Using 3D printing, some cleverly thought-out engineering and silicon rubber 1m-times softer than aluminium, Rutgers University researchers are really on to something.

The result of their work is a motor that can be manipulated in soft robotics, allowing for rotations in wheels, or manipulation of claws, using “remarkably simple” engineering.

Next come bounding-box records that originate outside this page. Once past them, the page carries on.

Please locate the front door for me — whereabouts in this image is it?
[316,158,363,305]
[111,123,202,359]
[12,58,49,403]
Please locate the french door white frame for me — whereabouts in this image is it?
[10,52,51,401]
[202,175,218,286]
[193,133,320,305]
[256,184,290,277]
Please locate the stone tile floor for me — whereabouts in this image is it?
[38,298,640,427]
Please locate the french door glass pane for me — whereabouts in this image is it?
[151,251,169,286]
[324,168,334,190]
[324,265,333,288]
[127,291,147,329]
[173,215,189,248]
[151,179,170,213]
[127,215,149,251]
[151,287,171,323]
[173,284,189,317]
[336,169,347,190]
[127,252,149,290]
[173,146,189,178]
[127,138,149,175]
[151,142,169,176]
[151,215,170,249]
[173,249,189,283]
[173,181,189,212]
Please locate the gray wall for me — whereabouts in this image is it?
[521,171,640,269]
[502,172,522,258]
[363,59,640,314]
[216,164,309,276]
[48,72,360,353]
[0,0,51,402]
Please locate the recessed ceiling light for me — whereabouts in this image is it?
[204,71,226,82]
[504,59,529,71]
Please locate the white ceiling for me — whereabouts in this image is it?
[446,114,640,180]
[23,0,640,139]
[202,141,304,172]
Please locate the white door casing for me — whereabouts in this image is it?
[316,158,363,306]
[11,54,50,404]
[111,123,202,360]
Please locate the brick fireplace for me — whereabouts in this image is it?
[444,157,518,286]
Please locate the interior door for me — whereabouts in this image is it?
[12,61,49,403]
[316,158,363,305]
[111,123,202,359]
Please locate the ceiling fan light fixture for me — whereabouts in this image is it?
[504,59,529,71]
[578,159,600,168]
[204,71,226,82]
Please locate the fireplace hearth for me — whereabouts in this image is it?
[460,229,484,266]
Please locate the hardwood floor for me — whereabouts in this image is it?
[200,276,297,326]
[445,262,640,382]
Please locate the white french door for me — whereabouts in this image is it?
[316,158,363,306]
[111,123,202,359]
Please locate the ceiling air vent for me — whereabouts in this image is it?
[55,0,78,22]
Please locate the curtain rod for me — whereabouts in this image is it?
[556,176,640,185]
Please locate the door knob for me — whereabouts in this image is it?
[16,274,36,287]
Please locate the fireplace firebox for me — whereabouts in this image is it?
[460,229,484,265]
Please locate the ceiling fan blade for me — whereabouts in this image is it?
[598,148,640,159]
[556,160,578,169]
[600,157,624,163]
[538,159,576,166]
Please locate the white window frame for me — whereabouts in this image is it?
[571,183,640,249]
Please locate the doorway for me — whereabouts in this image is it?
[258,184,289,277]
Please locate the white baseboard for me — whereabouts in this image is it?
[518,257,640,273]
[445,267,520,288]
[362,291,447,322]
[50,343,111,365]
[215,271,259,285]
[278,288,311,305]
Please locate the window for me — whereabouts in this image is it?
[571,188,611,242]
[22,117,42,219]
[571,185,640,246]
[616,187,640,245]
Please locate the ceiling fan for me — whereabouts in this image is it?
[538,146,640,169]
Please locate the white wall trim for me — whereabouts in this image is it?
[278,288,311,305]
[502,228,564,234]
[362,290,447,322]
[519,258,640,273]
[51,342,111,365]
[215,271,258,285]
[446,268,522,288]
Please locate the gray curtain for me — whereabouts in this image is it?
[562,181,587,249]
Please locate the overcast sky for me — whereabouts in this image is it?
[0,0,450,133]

Inflating pockets within wheels and winches with managed silicone, the pressure in the cavities forces the rotation in an almost pneumatic way and, by utilising smaller spaces, decent speed can be achieved in wheels.

“The introduction of a wheel and axle assembly in soft robotics should enable vast improvement in the manipulation and mobility of devices,” said Aaron D Mazzeo, assistant professor in the Department of Mechanical and Aerospace Engineering, who co-authored the study with Xiangyu Gong.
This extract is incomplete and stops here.